Vernia Santiago, Edwards Yvonne Jk, Han Myoung Sook, Cavanagh-Kyros Julie, Barrett Tamera, Kim Jason K, Davis Roger J
Program in Molecular Medicine, University of Massachusetts Medical School, Worcester, United States.
Howard Hughes Medical Institute, Worcester, United States.
Elife. 2016 Sep 16;5:e17672. doi: 10.7554/eLife.17672.
Alternative pre-mRNA splicing expands the complexity of the transcriptome and controls isoform-specific gene expression. Whether alternative splicing contributes to metabolic regulation is largely unknown. Here we investigated the contribution of alternative splicing to the development of diet-induced obesity. We found that obesity-induced changes in adipocyte gene expression include alternative pre-mRNA splicing. Bioinformatics analysis associated part of this alternative splicing program with sequence specific NOVA splicing factors. This conclusion was confirmed by studies of mice with NOVA deficiency in adipocytes. Phenotypic analysis of the NOVA-deficient mice demonstrated increased adipose tissue thermogenesis and improved glycemia. We show that NOVA proteins mediate a splicing program that suppresses adipose tissue thermogenesis. Together, these data provide quantitative analysis of gene expression at exon-level resolution in obesity and identify a novel mechanism that contributes to the regulation of adipose tissue function and the maintenance of normal glycemia.
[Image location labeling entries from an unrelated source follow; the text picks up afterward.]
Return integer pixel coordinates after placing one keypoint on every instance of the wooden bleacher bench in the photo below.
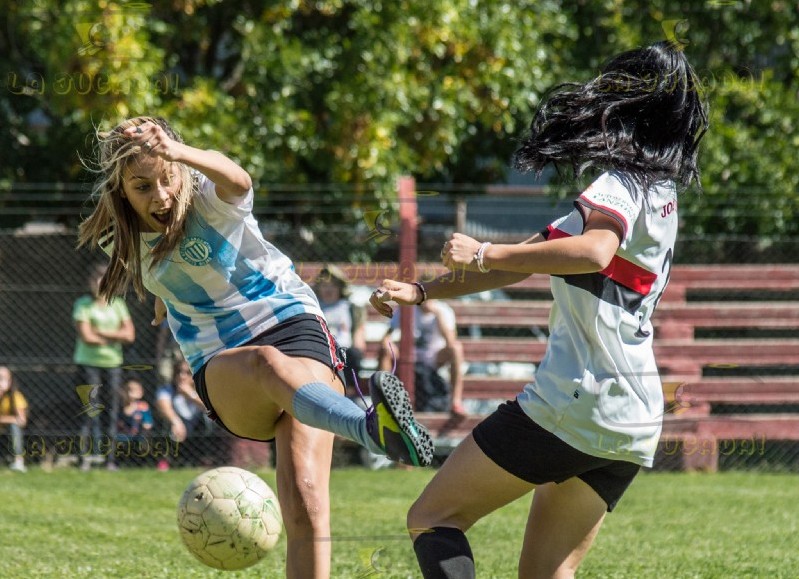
(734, 304)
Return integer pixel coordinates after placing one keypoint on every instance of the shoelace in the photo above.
(370, 408)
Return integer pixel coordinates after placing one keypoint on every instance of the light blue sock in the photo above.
(317, 405)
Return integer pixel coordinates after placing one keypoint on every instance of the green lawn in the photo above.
(69, 524)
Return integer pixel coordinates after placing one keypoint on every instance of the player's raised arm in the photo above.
(232, 182)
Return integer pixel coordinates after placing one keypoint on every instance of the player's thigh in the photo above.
(564, 520)
(250, 387)
(468, 486)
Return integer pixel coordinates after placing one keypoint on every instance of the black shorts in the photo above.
(523, 448)
(301, 336)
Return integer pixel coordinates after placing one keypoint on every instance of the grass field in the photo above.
(69, 524)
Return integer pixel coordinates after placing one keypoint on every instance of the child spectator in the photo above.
(13, 416)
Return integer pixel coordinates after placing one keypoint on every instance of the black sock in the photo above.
(444, 553)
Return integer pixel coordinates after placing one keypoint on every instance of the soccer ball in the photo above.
(229, 518)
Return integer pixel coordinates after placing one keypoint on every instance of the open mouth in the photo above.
(163, 216)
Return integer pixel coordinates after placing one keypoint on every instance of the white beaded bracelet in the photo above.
(480, 255)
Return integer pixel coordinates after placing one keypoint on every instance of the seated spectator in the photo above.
(180, 406)
(437, 345)
(134, 425)
(13, 417)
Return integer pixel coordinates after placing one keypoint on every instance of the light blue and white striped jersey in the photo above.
(224, 284)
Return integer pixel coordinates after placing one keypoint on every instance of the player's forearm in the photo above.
(230, 179)
(461, 283)
(567, 256)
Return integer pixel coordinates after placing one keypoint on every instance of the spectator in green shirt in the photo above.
(103, 327)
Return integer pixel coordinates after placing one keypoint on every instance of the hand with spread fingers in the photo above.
(459, 253)
(153, 140)
(403, 294)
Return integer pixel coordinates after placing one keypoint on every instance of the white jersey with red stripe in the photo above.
(598, 388)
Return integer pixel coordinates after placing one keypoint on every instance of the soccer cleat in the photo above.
(391, 424)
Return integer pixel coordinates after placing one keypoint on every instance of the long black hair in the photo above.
(644, 115)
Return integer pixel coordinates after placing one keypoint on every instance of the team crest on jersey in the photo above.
(195, 251)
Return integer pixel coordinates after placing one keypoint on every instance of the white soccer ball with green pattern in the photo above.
(229, 518)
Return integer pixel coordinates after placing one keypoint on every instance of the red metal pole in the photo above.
(407, 262)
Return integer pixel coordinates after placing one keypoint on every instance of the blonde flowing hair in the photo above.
(113, 220)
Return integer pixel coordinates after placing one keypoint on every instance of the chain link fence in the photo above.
(42, 274)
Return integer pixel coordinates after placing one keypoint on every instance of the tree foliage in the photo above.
(357, 92)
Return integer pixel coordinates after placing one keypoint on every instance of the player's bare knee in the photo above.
(304, 507)
(420, 517)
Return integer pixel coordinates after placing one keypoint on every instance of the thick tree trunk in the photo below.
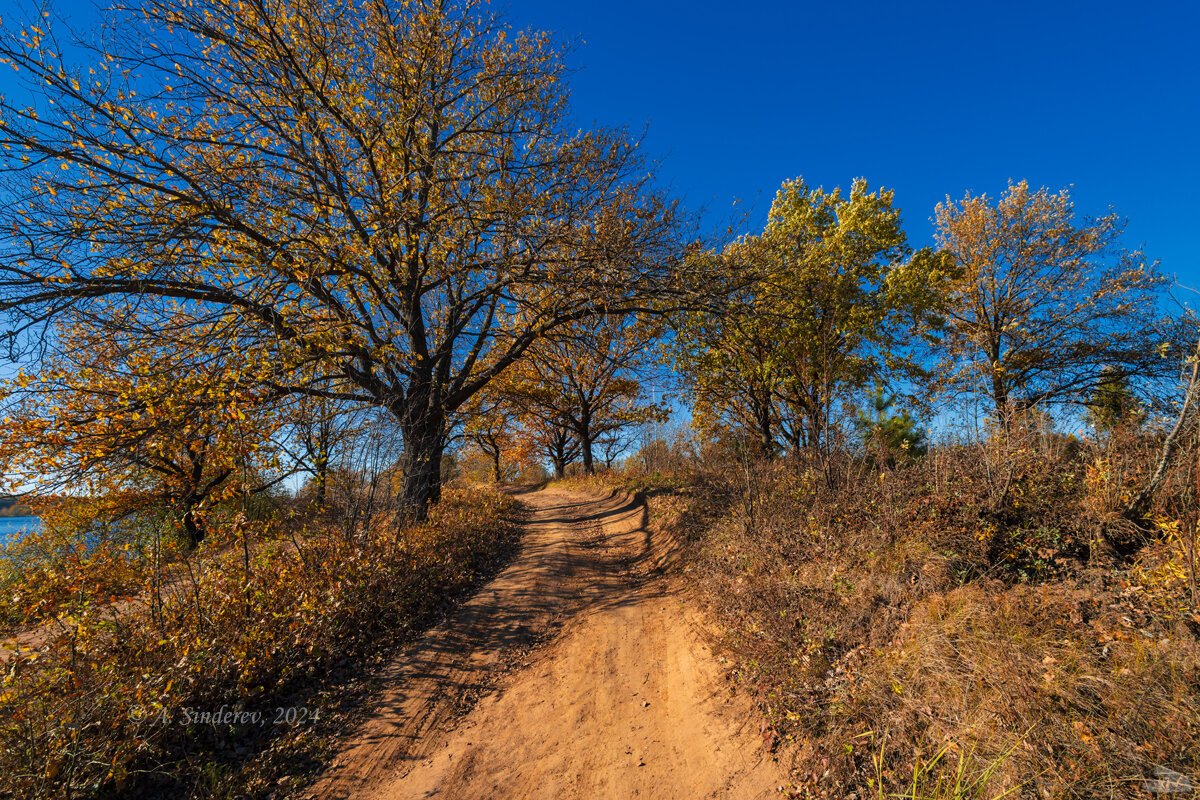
(586, 445)
(424, 445)
(193, 527)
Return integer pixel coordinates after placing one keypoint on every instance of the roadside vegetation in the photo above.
(265, 614)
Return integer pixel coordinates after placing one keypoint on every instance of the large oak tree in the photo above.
(391, 192)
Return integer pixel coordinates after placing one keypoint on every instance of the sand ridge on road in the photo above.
(625, 701)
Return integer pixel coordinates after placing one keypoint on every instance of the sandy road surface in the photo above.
(623, 702)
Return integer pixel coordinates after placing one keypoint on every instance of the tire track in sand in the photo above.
(627, 702)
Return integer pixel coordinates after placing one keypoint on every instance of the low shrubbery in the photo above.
(981, 621)
(252, 620)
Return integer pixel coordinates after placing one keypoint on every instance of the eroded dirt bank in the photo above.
(623, 701)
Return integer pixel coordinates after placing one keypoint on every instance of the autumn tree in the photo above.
(391, 193)
(838, 298)
(490, 426)
(1045, 306)
(141, 427)
(588, 377)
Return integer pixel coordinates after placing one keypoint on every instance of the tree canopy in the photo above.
(393, 194)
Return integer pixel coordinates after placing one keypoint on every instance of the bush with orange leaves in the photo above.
(93, 708)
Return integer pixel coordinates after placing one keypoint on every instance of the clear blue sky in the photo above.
(929, 98)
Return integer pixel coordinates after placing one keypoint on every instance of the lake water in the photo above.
(13, 527)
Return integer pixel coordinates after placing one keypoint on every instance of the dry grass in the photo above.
(97, 710)
(924, 632)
可变前体mRNA剪接增加了转录组的复杂性并控制异构体特异性基因表达。可变剪接是否有助于代谢调节在很大程度上尚不清楚。在这里,我们研究了可变剪接在饮食诱导肥胖发生中的作用。我们发现肥胖诱导的脂肪细胞基因表达变化包括可变前体mRNA剪接。生物信息学分析将部分可变剪接程序与序列特异性NOVA剪接因子联系起来。对脂肪细胞中缺乏NOVA的小鼠的研究证实了这一结论。对缺乏NOVA的小鼠的表型分析表明,脂肪组织产热增加,血糖改善。我们表明,NOVA蛋白介导一个抑制脂肪组织产热的剪接程序。总之,这些数据提供了肥胖中外显子水平分辨率下基因表达的定量分析,并确定了一种有助于调节脂肪组织功能和维持正常血糖的新机制。